College of Computer Science and Electronic Engineering, Hunan University, Changsha, Hunan, China.
Donnelly Centre for Cellular and Biomolecular Research, University of Toronto, Toronto, Ontario, Canada.
PLoS Comput Biol. 2022 Feb 24;18(2):e1009863. doi: 10.1371/journal.pcbi.1009863. eCollection 2022 Feb.
Precise identification of target sites of RNA-binding proteins (RBP) is important to understand their biochemical and cellular functions. A large amount of experimental data is generated by in vivo and in vitro approaches. The binding preferences determined from these platforms share similar patterns but there are discernable differences between these datasets. Computational methods trained on one dataset do not always work well on another dataset. To address this problem which resembles the classic "domain shift" in deep learning, we adopted the adversarial domain adaptation (ADDA) technique and developed a framework (RBP-ADDA) that can extract RBP binding preferences from an integration of in vivo and vitro datasets. Compared with conventional methods, ADDA has the advantage of working with two input datasets, as it trains the initial neural network for each dataset individually, projects the two datasets onto a feature space, and uses an adversarial framework to derive an optimal network that achieves an optimal discriminative predictive power. In the first step, for each RBP, we include only the in vitro data to pre-train a source network and a task predictor.
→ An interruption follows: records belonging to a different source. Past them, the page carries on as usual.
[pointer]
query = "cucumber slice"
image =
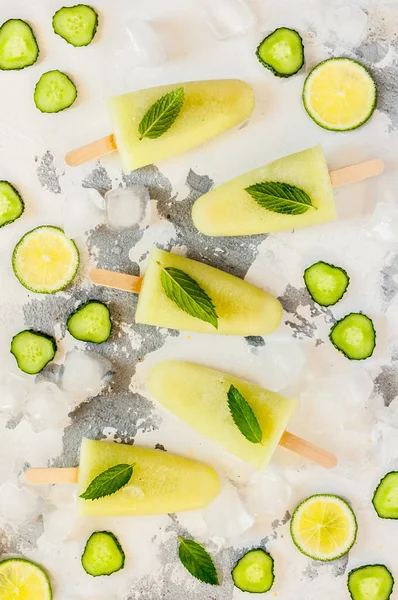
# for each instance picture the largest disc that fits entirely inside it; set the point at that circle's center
(11, 204)
(371, 582)
(45, 260)
(54, 92)
(23, 580)
(326, 283)
(254, 572)
(33, 350)
(76, 24)
(91, 322)
(18, 46)
(103, 555)
(340, 94)
(354, 336)
(385, 498)
(282, 52)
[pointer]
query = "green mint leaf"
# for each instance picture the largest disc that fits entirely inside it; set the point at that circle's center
(243, 416)
(197, 561)
(188, 295)
(160, 116)
(109, 482)
(279, 197)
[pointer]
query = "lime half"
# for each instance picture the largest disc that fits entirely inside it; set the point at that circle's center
(340, 94)
(45, 260)
(324, 527)
(23, 580)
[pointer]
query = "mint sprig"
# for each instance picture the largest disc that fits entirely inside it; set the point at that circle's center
(243, 416)
(279, 197)
(187, 294)
(197, 561)
(109, 482)
(161, 115)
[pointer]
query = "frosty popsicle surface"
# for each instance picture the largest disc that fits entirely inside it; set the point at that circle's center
(230, 210)
(161, 482)
(242, 308)
(198, 396)
(209, 108)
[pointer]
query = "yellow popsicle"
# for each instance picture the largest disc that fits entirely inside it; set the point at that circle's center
(198, 396)
(161, 482)
(210, 108)
(230, 210)
(242, 308)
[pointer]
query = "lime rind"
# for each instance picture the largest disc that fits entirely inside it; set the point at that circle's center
(306, 89)
(34, 567)
(348, 511)
(74, 267)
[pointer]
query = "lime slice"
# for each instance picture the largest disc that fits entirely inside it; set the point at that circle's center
(45, 260)
(324, 527)
(23, 580)
(340, 94)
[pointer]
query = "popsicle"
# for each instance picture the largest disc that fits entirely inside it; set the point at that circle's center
(198, 396)
(242, 308)
(235, 208)
(209, 108)
(161, 482)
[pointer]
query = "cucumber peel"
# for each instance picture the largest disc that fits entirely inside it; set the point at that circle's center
(18, 45)
(11, 204)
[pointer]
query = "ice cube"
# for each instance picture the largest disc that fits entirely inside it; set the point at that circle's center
(17, 504)
(268, 494)
(127, 208)
(13, 391)
(384, 448)
(85, 374)
(282, 363)
(227, 516)
(345, 25)
(383, 223)
(45, 407)
(227, 18)
(81, 211)
(140, 46)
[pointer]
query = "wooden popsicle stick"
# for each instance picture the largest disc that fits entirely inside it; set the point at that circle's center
(289, 440)
(370, 168)
(94, 150)
(307, 450)
(52, 475)
(118, 281)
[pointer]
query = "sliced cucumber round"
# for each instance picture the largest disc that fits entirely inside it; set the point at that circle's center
(18, 45)
(54, 92)
(326, 283)
(385, 498)
(21, 579)
(340, 94)
(282, 52)
(254, 572)
(45, 260)
(354, 336)
(76, 24)
(91, 322)
(103, 555)
(33, 350)
(371, 582)
(11, 204)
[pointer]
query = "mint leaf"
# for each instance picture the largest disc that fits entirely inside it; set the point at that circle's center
(197, 561)
(279, 197)
(109, 482)
(243, 416)
(161, 115)
(188, 295)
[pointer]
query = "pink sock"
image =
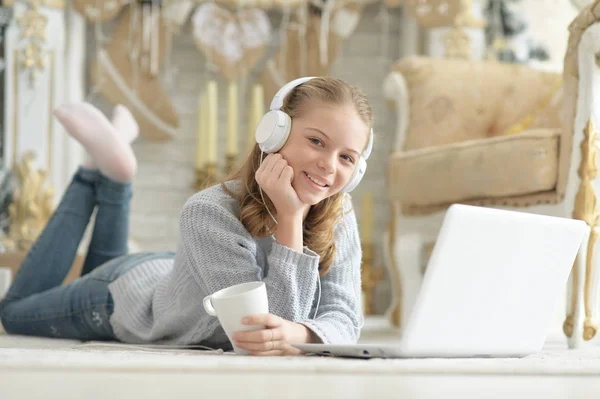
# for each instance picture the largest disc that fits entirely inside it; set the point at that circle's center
(110, 151)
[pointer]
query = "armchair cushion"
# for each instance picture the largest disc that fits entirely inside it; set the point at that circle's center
(499, 167)
(453, 100)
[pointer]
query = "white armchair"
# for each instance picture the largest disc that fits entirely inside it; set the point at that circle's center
(532, 148)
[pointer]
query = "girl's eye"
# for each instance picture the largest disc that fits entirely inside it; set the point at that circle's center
(348, 158)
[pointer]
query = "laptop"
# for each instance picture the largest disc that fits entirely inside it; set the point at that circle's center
(491, 287)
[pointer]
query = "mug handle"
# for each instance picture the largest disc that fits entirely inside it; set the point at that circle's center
(208, 306)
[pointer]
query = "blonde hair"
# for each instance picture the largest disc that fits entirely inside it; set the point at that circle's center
(318, 230)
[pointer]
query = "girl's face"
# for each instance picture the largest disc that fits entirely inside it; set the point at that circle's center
(324, 146)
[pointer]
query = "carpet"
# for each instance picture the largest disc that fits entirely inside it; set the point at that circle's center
(28, 353)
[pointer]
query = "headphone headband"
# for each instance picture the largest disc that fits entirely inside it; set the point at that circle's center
(277, 101)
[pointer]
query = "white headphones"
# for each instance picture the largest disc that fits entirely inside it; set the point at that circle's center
(274, 129)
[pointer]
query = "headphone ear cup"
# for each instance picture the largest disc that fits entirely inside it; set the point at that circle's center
(273, 131)
(357, 175)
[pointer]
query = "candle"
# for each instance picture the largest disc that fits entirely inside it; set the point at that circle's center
(213, 127)
(201, 134)
(256, 113)
(232, 119)
(367, 219)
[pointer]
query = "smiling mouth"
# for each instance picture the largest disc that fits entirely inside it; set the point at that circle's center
(316, 182)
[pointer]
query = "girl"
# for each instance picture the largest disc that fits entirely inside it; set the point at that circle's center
(281, 219)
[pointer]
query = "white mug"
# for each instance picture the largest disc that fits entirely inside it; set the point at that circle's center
(5, 280)
(232, 304)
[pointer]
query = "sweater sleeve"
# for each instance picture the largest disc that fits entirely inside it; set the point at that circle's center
(339, 314)
(221, 253)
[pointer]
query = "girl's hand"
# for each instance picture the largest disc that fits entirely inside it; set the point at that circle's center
(275, 340)
(275, 177)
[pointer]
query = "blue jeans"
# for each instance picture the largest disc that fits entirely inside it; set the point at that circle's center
(37, 303)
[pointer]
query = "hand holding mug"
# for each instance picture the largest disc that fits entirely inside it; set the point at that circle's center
(275, 338)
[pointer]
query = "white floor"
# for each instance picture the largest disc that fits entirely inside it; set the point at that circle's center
(32, 368)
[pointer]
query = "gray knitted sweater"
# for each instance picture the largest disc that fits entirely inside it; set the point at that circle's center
(160, 300)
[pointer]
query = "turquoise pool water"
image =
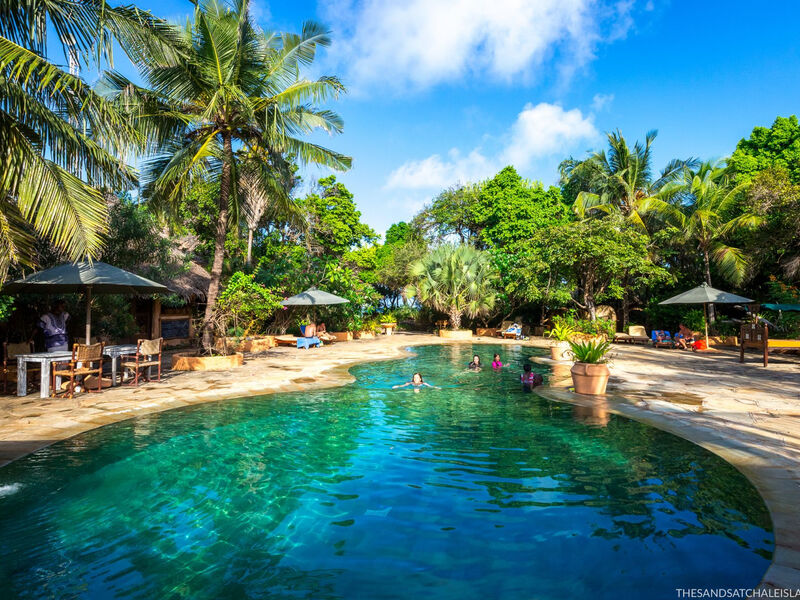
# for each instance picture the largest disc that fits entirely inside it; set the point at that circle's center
(474, 491)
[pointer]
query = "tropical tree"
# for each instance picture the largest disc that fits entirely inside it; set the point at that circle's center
(621, 178)
(236, 87)
(263, 193)
(60, 140)
(701, 207)
(455, 279)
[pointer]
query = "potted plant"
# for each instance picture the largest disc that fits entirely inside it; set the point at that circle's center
(590, 371)
(560, 334)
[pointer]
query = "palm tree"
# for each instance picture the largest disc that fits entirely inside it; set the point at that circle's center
(622, 178)
(239, 87)
(456, 280)
(264, 187)
(700, 207)
(60, 140)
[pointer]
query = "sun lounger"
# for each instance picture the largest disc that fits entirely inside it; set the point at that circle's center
(285, 340)
(664, 343)
(308, 342)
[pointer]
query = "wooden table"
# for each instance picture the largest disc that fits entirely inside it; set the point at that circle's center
(46, 360)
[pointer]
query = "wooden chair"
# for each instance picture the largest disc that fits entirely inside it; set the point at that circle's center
(86, 360)
(10, 353)
(148, 354)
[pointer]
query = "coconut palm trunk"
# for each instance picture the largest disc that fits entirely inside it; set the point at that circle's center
(219, 239)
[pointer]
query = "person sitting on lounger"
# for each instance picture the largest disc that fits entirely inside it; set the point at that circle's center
(416, 382)
(685, 337)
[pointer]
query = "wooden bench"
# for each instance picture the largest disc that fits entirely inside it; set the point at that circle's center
(757, 336)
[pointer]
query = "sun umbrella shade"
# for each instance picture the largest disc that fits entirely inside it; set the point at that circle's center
(314, 297)
(705, 294)
(85, 277)
(101, 277)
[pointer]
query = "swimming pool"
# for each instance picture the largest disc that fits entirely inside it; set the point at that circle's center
(476, 490)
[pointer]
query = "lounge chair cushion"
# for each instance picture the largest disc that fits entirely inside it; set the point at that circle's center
(307, 342)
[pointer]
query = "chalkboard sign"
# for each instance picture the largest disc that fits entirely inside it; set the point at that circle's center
(175, 328)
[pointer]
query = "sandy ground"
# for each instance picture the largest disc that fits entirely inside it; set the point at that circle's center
(747, 414)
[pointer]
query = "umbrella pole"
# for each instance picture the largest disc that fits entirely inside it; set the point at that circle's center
(88, 314)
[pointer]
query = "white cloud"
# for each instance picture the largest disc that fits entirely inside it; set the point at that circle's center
(546, 129)
(419, 43)
(435, 172)
(539, 131)
(601, 101)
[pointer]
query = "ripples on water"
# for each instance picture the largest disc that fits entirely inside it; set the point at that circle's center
(473, 491)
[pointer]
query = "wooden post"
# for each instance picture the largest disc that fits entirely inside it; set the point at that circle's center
(155, 328)
(88, 315)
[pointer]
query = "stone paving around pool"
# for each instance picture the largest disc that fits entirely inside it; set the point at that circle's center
(745, 413)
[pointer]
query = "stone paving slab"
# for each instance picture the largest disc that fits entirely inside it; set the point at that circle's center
(747, 414)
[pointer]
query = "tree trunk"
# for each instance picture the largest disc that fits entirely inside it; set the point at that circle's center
(707, 263)
(455, 318)
(249, 260)
(219, 240)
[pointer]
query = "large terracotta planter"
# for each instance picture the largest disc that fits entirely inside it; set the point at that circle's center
(560, 351)
(184, 361)
(456, 334)
(590, 379)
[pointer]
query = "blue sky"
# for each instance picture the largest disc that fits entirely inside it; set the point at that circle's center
(446, 92)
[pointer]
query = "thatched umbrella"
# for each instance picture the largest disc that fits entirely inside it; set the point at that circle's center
(87, 278)
(704, 294)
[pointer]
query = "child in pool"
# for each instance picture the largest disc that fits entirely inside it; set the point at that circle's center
(416, 382)
(529, 379)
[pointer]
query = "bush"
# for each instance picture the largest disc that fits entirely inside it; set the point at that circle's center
(605, 327)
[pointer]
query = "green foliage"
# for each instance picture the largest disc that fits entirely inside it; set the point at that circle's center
(335, 222)
(605, 327)
(561, 332)
(600, 259)
(456, 280)
(451, 214)
(702, 206)
(247, 303)
(6, 307)
(510, 209)
(778, 146)
(590, 351)
(694, 319)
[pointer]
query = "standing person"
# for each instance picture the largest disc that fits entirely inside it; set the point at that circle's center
(529, 379)
(475, 365)
(54, 326)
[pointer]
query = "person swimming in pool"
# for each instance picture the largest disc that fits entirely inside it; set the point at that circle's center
(416, 382)
(476, 364)
(529, 379)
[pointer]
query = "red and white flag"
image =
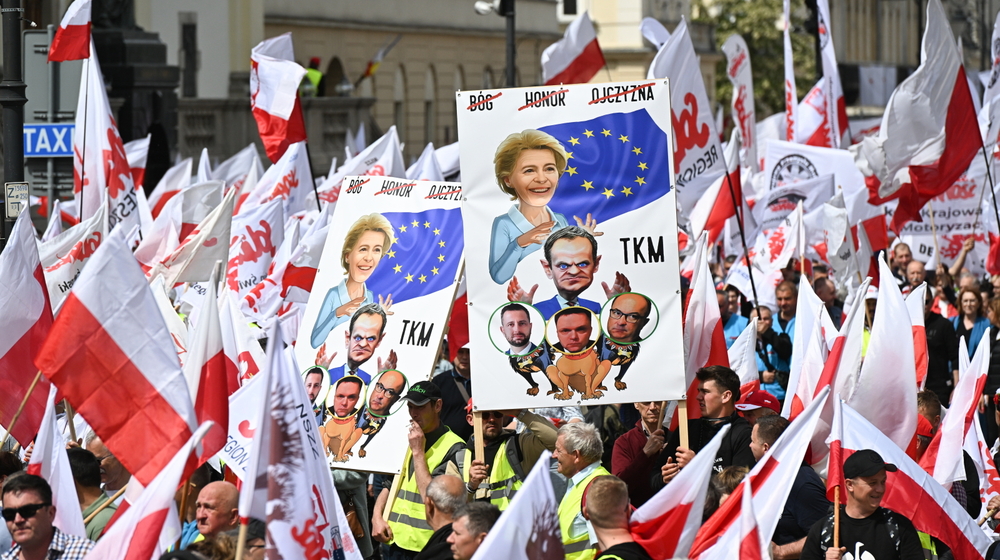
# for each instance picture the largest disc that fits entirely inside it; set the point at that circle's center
(274, 94)
(910, 491)
(137, 152)
(576, 58)
(49, 461)
(64, 256)
(698, 158)
(151, 522)
(943, 458)
(289, 180)
(666, 525)
(769, 481)
(923, 145)
(529, 527)
(27, 318)
(886, 390)
(72, 40)
(206, 374)
(100, 165)
(109, 345)
(287, 470)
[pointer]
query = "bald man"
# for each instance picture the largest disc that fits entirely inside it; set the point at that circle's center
(216, 509)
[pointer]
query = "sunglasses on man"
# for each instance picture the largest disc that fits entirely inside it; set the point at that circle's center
(26, 512)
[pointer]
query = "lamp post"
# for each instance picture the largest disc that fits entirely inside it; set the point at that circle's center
(503, 8)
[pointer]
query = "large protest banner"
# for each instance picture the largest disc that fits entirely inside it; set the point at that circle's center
(377, 312)
(572, 268)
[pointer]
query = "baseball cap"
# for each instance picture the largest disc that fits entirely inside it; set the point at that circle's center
(422, 392)
(865, 462)
(758, 399)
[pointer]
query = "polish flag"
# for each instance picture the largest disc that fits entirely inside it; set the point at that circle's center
(109, 345)
(150, 523)
(769, 482)
(574, 59)
(943, 457)
(886, 392)
(915, 307)
(274, 94)
(27, 319)
(704, 340)
(716, 207)
(743, 358)
(72, 40)
(170, 185)
(205, 371)
(923, 145)
(137, 152)
(666, 525)
(288, 482)
(49, 461)
(910, 491)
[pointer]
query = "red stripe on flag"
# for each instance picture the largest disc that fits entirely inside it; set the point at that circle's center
(584, 67)
(133, 419)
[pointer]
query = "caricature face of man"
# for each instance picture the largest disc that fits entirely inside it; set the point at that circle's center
(346, 396)
(387, 390)
(573, 266)
(573, 330)
(363, 339)
(629, 314)
(516, 327)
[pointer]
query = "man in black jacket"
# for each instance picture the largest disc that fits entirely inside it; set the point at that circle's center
(718, 391)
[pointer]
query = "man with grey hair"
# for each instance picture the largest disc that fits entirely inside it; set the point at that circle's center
(578, 452)
(445, 495)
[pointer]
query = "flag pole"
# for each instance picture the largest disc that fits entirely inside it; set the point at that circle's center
(20, 409)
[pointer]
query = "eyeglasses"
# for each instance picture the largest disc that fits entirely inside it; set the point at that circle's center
(26, 512)
(632, 318)
(379, 388)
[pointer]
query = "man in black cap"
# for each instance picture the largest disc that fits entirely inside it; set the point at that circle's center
(867, 531)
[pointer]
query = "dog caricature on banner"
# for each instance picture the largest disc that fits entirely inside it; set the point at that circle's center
(573, 283)
(377, 312)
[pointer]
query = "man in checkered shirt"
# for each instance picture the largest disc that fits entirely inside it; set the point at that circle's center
(28, 511)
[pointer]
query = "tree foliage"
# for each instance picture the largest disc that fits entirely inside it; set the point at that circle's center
(758, 21)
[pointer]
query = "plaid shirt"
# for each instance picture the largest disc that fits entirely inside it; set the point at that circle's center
(62, 547)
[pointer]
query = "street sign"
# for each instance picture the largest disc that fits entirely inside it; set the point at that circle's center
(48, 140)
(16, 196)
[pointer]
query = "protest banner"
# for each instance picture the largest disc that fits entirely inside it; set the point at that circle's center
(596, 216)
(394, 247)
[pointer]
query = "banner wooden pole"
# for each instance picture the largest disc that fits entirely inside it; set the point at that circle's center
(20, 409)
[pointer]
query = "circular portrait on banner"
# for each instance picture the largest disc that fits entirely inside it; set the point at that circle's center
(629, 318)
(516, 328)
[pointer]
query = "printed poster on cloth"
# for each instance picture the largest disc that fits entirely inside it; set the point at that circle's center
(572, 266)
(380, 303)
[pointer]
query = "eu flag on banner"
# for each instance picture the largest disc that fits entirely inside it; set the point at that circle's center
(617, 163)
(425, 256)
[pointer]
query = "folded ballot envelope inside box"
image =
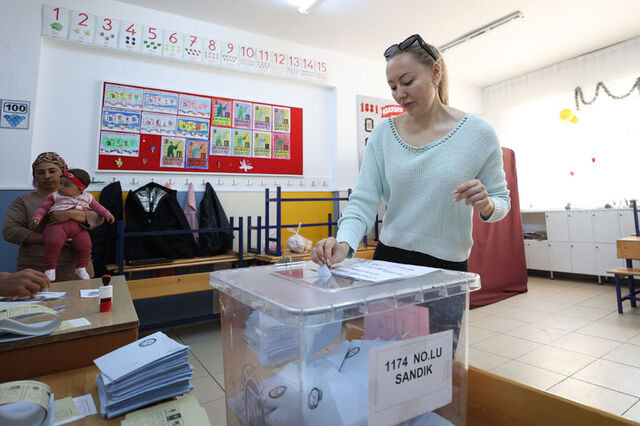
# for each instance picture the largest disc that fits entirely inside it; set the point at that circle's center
(366, 342)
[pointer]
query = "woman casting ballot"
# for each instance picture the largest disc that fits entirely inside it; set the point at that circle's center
(432, 166)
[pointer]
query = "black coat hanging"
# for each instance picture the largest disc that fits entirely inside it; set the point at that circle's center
(212, 215)
(154, 207)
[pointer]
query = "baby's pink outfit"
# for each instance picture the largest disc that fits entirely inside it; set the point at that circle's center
(55, 235)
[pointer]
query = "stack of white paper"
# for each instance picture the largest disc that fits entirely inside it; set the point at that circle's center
(148, 370)
(274, 342)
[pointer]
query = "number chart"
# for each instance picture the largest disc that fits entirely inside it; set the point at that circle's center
(157, 130)
(80, 26)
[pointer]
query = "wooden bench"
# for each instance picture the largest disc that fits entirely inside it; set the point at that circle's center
(628, 248)
(229, 257)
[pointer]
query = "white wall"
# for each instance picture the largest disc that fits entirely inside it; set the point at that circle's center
(63, 82)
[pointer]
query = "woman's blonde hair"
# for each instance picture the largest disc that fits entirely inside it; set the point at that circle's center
(427, 60)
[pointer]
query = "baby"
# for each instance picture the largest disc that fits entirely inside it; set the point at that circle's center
(70, 196)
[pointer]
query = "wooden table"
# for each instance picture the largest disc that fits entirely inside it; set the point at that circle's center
(74, 347)
(78, 382)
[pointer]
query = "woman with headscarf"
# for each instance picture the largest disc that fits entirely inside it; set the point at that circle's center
(47, 169)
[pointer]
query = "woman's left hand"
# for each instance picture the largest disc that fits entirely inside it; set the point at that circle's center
(63, 216)
(474, 193)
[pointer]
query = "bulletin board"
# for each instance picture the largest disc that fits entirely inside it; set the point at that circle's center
(152, 130)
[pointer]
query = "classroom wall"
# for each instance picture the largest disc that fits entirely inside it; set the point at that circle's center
(63, 83)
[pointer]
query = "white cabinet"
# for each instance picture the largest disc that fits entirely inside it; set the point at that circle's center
(583, 258)
(626, 222)
(605, 226)
(607, 258)
(537, 254)
(560, 256)
(557, 226)
(580, 226)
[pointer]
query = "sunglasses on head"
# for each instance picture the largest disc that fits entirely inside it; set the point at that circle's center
(407, 43)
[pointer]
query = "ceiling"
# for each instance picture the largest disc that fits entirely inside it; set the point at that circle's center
(551, 31)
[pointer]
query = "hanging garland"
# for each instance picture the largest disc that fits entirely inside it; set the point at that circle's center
(579, 96)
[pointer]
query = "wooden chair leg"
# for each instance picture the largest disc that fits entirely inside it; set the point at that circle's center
(618, 296)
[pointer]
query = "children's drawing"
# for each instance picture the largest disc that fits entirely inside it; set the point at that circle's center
(121, 119)
(262, 144)
(195, 106)
(121, 144)
(173, 152)
(241, 143)
(261, 117)
(281, 120)
(197, 154)
(220, 141)
(281, 146)
(122, 97)
(196, 128)
(157, 101)
(222, 112)
(242, 113)
(159, 124)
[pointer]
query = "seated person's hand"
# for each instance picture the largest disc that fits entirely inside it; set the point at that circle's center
(22, 283)
(329, 251)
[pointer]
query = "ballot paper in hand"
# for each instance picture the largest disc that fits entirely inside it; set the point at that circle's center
(378, 271)
(151, 369)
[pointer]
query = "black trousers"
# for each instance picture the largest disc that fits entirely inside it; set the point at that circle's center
(444, 314)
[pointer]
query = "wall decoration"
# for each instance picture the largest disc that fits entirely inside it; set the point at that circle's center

Next, for the same RBP, we initiate the target network by using the source network and use adversarial domain adaptation to update the target network using both in vitro and in vivo data. These two steps help leverage the in vitro data to improve the prediction on in vivo data, which is typically challenging with a lower signal-to-noise ratio. Finally, to further take the advantage of the fused source and target data, we fine-tune the task predictor using both data. We showed that RBP-ADDA achieved better performance in modeling in vivo RBP binding data than other existing methods as judged by Pearson correlations. It also improved predictive performance on in vitro datasets. We further applied augmentation operations on RBPs with less in vivo data to expand the input data and showed that it can improve prediction performances. Lastly, we explored the predictive interpretability of RBP-ADDA, where we quantified the contribution of the input features by Integrated Gradients and identified nucleotide positions that are important for RBP recognition.
准确鉴定 RNA 结合蛋白 (RBP) 的靶标位点对于了解其生化和细胞功能非常重要。大量的实验数据是通过体内和体外方法产生的。从这些平台确定的结合偏好具有相似的模式,但这些数据集之间存在明显的差异。在一个数据集上训练的计算方法并不总是在另一个数据集上有效。为了解决这个类似于深度学习中的经典“域转移”问题,我们采用了对抗性域自适应 (ADDA) 技术,并开发了一个框架 (RBP-ADDA),可以从体内和体外数据集的整合中提取 RBP 结合偏好。与传统方法相比,ADDA 的优势在于可以使用两个输入数据集,因为它为每个数据集单独训练初始神经网络,将两个数据集投影到特征空间,并使用对抗框架得出一个最佳网络,以实现最佳的判别预测能力。在第一步中,对于每个 RBP,我们仅包括体外数据来预训练源网络和任务预测器。接下来,对于同一个 RBP,我们使用源网络启动目标网络,并使用对抗性域自适应来使用体内和体外数据更新目标网络。这两个步骤有助于利用体外数据来提高对体内数据的预测能力,这通常具有挑战性,因为信噪比较低。最后,为了进一步利用融合的源和目标数据的优势,我们使用两种数据来微调任务预测器。我们通过 Pearson 相关性来判断,与其他现有方法相比,RBP-ADDA 在模拟体内 RBP 结合数据方面的性能更好。它还提高了对体外数据集的预测性能。我们进一步对体内数据较少的 RBP 进行扩充操作,以扩大输入数据,并表明它可以提高预测性能。最后,我们探索了 RBP-ADDA 的预测可解释性,通过集成梯度来量化输入特征的贡献,并确定对 RBP 识别重要的核苷酸位置。